Mientras tanto se habían construido balsas para transportar los elefantes y los
expedicionarios se habían incautado de algunas embarcaciones de los
indígenas. La infantería tendría que cruzar a nado o sobre sus escudos.
Una noticia había contrariado más todavía el ánimo de Aníbal: tropas romanas
llegaban a reforzar la margen opuesta del río, con lo cual la desventaja se
acentuaba en gran medida.
Sin embargo, la caballería, que había conseguido cruzar el Ródano varios
kilómetros río arriba, atacó por sorpresa a la retaguardia romana. Cuando
Aníbal se dio cuenta, mandó cruzar a su ejército y salió victorioso en el
encuentro. El camino quedaba despejado.
Pero un nuevo obstáculo, una muralla gigantesca se alzaba ante su
descomunal ejército: los Alpes. Alturas hostiles, frío, nieves, pasos tortuosos,
gargantas y quebradas por donde el ejército iba dejando un reguero de
soldados y animales de carga agotados y ateridos de frío.

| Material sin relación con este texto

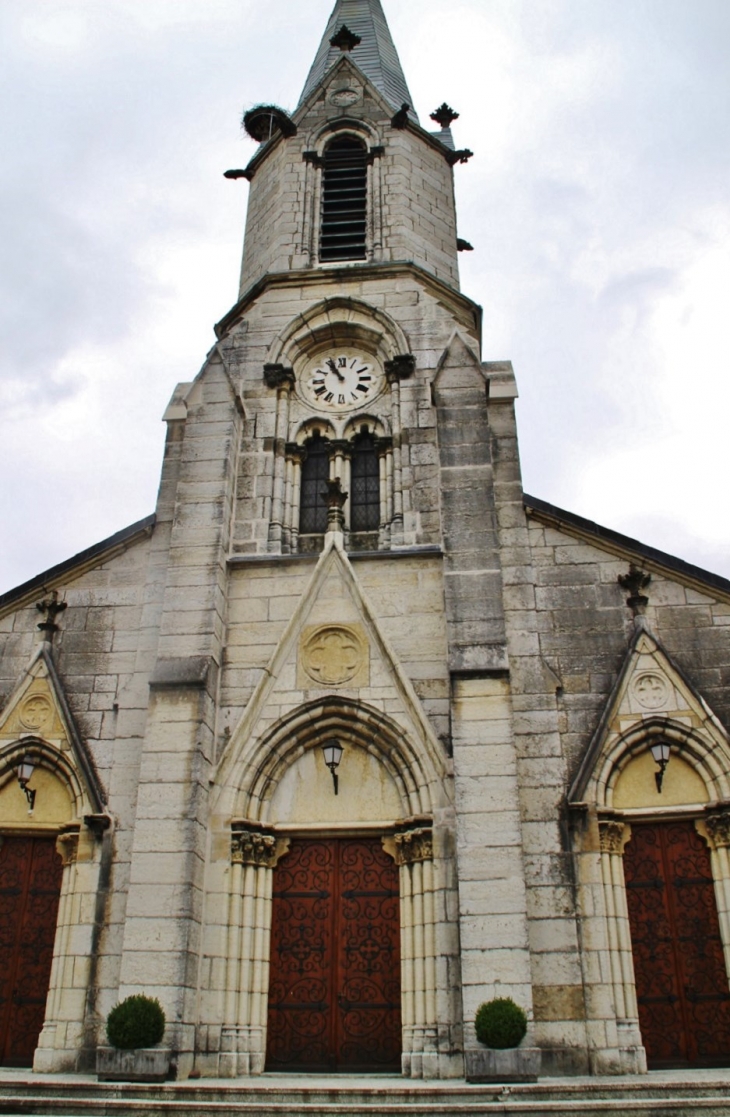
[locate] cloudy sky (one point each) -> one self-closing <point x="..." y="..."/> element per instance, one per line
<point x="596" y="201"/>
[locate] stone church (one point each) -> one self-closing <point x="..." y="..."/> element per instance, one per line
<point x="352" y="735"/>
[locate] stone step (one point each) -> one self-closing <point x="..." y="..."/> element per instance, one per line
<point x="668" y="1095"/>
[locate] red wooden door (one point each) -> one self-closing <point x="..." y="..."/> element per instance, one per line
<point x="30" y="877"/>
<point x="335" y="983"/>
<point x="679" y="963"/>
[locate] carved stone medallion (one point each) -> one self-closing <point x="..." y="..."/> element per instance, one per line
<point x="344" y="97"/>
<point x="612" y="837"/>
<point x="334" y="656"/>
<point x="651" y="690"/>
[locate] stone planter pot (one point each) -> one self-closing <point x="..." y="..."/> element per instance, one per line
<point x="509" y="1065"/>
<point x="140" y="1065"/>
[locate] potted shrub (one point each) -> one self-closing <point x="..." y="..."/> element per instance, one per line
<point x="501" y="1025"/>
<point x="134" y="1029"/>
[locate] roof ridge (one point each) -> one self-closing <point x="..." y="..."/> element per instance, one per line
<point x="375" y="54"/>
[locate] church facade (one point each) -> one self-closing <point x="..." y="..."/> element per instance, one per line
<point x="353" y="735"/>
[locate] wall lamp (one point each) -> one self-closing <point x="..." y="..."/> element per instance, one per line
<point x="333" y="752"/>
<point x="25" y="772"/>
<point x="661" y="754"/>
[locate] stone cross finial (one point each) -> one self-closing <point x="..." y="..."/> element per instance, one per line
<point x="444" y="115"/>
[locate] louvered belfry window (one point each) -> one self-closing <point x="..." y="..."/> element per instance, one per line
<point x="315" y="474"/>
<point x="365" y="485"/>
<point x="344" y="213"/>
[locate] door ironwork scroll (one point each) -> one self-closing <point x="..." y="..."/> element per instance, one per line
<point x="30" y="879"/>
<point x="681" y="977"/>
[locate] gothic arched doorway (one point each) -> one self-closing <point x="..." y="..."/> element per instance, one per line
<point x="335" y="979"/>
<point x="679" y="964"/>
<point x="30" y="880"/>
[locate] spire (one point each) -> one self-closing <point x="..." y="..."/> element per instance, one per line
<point x="374" y="53"/>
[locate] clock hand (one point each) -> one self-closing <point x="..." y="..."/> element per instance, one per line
<point x="334" y="368"/>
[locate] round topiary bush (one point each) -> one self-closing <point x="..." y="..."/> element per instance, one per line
<point x="138" y="1021"/>
<point x="500" y="1023"/>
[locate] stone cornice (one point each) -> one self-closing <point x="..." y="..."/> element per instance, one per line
<point x="623" y="546"/>
<point x="73" y="567"/>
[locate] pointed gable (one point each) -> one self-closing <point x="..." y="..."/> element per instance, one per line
<point x="375" y="55"/>
<point x="651" y="702"/>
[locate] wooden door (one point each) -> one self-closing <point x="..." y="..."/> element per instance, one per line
<point x="679" y="963"/>
<point x="30" y="877"/>
<point x="335" y="981"/>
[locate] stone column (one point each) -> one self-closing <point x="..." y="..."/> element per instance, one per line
<point x="384" y="447"/>
<point x="253" y="855"/>
<point x="414" y="856"/>
<point x="717" y="824"/>
<point x="613" y="836"/>
<point x="282" y="379"/>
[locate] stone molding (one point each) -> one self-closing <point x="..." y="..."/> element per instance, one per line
<point x="613" y="834"/>
<point x="278" y="375"/>
<point x="414" y="845"/>
<point x="334" y="656"/>
<point x="718" y="823"/>
<point x="67" y="847"/>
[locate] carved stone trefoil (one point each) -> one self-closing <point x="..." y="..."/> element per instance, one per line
<point x="414" y="845"/>
<point x="635" y="581"/>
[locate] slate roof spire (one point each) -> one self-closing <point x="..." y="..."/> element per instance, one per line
<point x="375" y="54"/>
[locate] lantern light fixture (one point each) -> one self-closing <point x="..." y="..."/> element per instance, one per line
<point x="661" y="754"/>
<point x="333" y="752"/>
<point x="25" y="772"/>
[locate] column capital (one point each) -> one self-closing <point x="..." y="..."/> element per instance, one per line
<point x="400" y="368"/>
<point x="415" y="845"/>
<point x="278" y="375"/>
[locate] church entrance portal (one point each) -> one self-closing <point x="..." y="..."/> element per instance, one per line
<point x="681" y="977"/>
<point x="30" y="878"/>
<point x="335" y="980"/>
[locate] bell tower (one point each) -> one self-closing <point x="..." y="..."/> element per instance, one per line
<point x="332" y="480"/>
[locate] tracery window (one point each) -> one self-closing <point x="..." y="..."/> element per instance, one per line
<point x="344" y="207"/>
<point x="365" y="485"/>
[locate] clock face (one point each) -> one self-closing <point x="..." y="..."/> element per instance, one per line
<point x="341" y="380"/>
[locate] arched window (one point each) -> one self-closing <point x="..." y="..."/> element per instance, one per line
<point x="365" y="485"/>
<point x="315" y="474"/>
<point x="344" y="210"/>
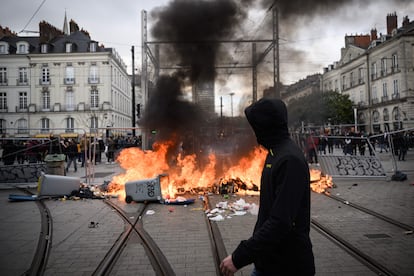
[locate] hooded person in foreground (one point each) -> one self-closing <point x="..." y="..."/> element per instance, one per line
<point x="280" y="244"/>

Aníbal había estudiado dos posibilidades para cruzar la cordillera alpina. Una,
la más corta y fácil, bordeando el litoral y atravesando los Alpes en sus
estribaciones marítimas, de escasa altura. Pero las laderas del otro lado
desembocaban en valles pobres, sin campos cultivados, y su ejército
difícilmente podría resistir la falta de alimentación.

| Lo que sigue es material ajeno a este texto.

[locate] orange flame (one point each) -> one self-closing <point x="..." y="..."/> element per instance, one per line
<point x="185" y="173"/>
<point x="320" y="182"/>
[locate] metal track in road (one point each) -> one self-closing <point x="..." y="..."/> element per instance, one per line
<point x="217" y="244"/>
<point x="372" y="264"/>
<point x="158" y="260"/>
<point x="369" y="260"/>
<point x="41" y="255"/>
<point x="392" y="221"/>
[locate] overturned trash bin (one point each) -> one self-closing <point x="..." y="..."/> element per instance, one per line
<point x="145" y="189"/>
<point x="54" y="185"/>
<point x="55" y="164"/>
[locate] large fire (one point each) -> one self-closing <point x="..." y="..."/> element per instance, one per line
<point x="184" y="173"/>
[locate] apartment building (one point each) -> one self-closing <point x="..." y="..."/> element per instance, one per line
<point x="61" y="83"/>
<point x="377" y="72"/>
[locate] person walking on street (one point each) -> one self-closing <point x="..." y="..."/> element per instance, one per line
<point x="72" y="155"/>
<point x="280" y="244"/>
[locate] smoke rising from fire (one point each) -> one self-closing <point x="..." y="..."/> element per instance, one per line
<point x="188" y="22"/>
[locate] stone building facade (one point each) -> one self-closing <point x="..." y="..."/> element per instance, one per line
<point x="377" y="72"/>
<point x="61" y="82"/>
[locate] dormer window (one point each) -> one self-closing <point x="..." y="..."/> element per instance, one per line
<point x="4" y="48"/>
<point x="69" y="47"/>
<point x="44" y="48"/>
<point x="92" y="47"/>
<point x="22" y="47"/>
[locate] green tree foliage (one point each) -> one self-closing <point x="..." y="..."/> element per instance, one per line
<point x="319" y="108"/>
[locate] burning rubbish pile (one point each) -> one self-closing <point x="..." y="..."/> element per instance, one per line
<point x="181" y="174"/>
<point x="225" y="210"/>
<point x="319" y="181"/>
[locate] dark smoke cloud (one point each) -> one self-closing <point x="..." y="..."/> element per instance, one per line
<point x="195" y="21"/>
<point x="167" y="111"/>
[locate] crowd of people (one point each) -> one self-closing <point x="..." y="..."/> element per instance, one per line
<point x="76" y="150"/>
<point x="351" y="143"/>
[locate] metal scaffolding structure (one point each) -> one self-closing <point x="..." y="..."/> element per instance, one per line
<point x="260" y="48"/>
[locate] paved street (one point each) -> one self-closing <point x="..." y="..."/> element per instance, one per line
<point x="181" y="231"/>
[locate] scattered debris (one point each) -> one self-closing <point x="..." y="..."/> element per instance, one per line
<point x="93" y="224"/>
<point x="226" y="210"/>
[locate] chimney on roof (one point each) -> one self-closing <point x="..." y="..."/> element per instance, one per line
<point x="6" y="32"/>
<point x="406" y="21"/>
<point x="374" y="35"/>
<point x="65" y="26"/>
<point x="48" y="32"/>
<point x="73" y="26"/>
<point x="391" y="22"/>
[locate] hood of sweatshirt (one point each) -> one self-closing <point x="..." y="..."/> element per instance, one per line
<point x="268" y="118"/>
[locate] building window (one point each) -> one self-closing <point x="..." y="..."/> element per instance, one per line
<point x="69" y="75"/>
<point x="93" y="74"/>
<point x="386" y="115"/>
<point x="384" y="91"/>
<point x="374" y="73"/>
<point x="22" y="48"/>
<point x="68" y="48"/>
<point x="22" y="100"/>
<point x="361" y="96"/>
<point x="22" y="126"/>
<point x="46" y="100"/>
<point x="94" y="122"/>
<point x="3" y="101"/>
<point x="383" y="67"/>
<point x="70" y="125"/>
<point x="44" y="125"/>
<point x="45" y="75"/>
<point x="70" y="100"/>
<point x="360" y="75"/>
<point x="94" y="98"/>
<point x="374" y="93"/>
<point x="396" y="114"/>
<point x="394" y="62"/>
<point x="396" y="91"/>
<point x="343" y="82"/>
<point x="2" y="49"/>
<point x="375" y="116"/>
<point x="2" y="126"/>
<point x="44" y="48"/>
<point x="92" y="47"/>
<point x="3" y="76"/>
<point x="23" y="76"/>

La segunda posibilidad, que fue la elegida, presentaba más dificultades.
Consistía en cruzar los Alpes por el paso que hoy se llama del Mont Genève,
de gran dificultad, y desde allí, siguiendo el curso del río Tesino, desembocar
en los fértiles campos de la Lombardía, al Norte de Milán.
Las penalidades del ejército se sucedían. A la calamidad de los inmensos
precipicios de las alturas alpinas y las nieves perpetuas se unía el peligro de
numerosas tribus salvajes que, agazapadas en las laderas resbaladizas,
acechantes en cornisas y desfiladeros, provocaban aludes de piedra y hielo
que sepultaban en los abismos a muchos hombres e incluso despeñaban a los
pesados elefantes.
La historia cuenta que en este paso alpino perdió Aníbal alrededor de treinta y
cinco mil hombres —cifra que, seguramente, será exagerada—, aparte de
quince elefantes y dos mil caballos que no pudieron sobrevivir al frío y a la
escasez de alimentación.
Sin embargo, pese a lo penoso de la marcha, el ejército cartaginés no se
detuvo nunca.
Los expedicionarios avanzaron, desde que salieron de España, a un ritmo de
treinta y cinco kilómetros diarios. Numerosas tribus galas enemigas de Roma
aclamaron a Aníbal como libertador y se unieron a sus fuerzas.
A mediados de septiembre del año 218 antes de Cristo, las tropas cartaginesas
estaban al otro lado de los Alpes, después de emplear treinta y tres días en
atravesar el imponente macizo.
La gesta del general cartaginés no podría olvidarse nunca. Serían precisos
veinte siglos para que otro estratega genial, Napoleón Bonaparte, cruzara los
Alpes de un modo semejante, rememorando la hazaña de Aníbal.